Someone else yanked at him, pulling him away. MacDougal, his hands calloused and tough as iron. “Leave him.” He said in a rough voice, thick with emotion.

“We still need the radio.” Mark said stupidly, but when he turned to it, he found it smashed to pieces, the table destroyed.

“Leave that too.”

So he left both the radio and its operator, stumbling down into the dark behind Johnson and Wight. MacDougal followed him. Francois brought up the rear, and he turned back when he was halfway down to light a match. He touched it to a rag and held it there until flames licked up the cloth, then whipped it up into the living room. The kerosene-soaked wood caught immediately, but Francois did not stop to watch. He came back down the stairs without so much as a second glance, his eyes hard.

The five of them traipsed into the darkness, as the inferno roared up behind them to devour the house. Light and heat pressed at their backs, but faded quickly as they wound down into the damp, cool tunnel. Francois had an electric lantern, and he pushed to the front of the group to light the way. Mark made to open his own pack and found that he still had Rogers’ glasses clutched in his hand, the lenses smeared with blood. He hesitated; leaving them felt somehow wrong, so he stuffed them into his bag with the purloined uniform, swapping them for his own small flashlight. It was a “survival” light, meant to run without batteries. Instead, it had a long trigger that fit in the palm of his hand. Squeezing the trigger down produced a soft whirring noise and a faint light. He held it in front of himself like a ward, trying not to trip over the uneven floor.
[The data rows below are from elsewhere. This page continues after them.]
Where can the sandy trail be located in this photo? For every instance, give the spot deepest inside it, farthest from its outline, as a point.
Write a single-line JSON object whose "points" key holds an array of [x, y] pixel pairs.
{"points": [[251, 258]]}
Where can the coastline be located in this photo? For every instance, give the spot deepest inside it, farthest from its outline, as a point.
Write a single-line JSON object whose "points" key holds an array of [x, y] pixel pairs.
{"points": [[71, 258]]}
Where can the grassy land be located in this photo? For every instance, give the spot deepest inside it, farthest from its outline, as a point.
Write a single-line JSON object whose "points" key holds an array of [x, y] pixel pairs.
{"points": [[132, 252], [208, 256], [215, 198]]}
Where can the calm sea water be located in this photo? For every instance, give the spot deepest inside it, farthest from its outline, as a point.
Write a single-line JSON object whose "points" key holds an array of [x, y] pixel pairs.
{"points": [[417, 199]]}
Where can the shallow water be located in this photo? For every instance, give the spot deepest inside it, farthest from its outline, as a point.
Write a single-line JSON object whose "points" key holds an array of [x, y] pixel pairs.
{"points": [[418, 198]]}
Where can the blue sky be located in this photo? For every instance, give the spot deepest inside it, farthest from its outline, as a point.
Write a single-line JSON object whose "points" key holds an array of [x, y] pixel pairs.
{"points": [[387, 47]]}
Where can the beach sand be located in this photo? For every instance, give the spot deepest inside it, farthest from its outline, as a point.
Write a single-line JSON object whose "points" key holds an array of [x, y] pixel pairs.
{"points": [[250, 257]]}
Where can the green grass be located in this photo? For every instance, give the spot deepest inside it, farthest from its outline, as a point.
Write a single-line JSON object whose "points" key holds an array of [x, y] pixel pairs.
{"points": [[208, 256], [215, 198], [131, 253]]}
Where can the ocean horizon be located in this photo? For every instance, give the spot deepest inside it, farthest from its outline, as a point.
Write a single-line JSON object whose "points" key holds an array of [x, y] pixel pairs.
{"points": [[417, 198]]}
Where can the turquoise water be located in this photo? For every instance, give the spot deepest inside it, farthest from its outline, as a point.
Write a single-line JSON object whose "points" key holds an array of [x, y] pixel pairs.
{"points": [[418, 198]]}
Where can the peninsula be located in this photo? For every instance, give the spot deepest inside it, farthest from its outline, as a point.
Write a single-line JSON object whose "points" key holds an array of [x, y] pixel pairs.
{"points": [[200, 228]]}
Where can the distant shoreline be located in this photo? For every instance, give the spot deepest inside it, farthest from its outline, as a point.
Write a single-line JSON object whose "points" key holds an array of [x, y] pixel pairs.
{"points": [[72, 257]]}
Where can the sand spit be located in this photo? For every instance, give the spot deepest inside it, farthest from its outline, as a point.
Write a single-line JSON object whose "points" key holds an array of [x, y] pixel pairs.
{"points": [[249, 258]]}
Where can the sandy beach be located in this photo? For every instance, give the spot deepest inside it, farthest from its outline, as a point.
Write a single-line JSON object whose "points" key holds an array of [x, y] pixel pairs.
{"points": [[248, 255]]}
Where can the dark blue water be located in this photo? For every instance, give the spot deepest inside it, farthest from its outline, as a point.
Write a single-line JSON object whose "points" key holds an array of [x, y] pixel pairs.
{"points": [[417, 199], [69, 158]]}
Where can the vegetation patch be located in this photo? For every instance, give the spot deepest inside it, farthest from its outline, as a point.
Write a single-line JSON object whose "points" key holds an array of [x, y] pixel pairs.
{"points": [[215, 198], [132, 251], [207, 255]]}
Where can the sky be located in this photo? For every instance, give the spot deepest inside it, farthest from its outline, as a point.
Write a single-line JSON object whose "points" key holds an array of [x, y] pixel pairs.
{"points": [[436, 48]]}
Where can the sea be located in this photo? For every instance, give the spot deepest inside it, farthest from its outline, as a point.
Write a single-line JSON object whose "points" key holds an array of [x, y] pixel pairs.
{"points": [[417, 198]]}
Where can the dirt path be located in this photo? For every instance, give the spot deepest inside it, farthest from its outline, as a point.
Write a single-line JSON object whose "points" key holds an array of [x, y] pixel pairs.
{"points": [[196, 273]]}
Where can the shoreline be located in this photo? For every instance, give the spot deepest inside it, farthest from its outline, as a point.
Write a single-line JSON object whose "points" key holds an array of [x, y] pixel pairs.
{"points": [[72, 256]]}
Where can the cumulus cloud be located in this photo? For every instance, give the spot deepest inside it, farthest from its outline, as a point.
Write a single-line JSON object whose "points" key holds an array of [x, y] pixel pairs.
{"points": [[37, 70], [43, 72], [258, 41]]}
MacDougal pushed past Mark, following Francois. “You should have told us this was here!”

“You would have torn up my floor.”

MacDougal snorted. “Come off it. That’s not why you kept it secret.”

“No, it’s not.” Francois admitted. “But these tunnels are one of our key strengths, and I…was not ready to trust you with them.” He sighed. “I can see that was an error.”

It shouldn’t have come as a surprise that Francois didn’t fully trust them. After all, Mark wasn’t sure how much he trusted the Frenchman, in spite of what they’d just been through. Still, it bothered him. In the silence that followed Francois’ admission, their footsteps echoed in the dark, accompanied only by the quiet whirring of Mark’s flashlight.

“I see,” MacDougal said finally, his voice tired. “And where are we going now?”

“To see the Fleur-de-Lis.”

“So you knew where he was this whole time?” Mark asked.

Francois did not deign to repeat himself.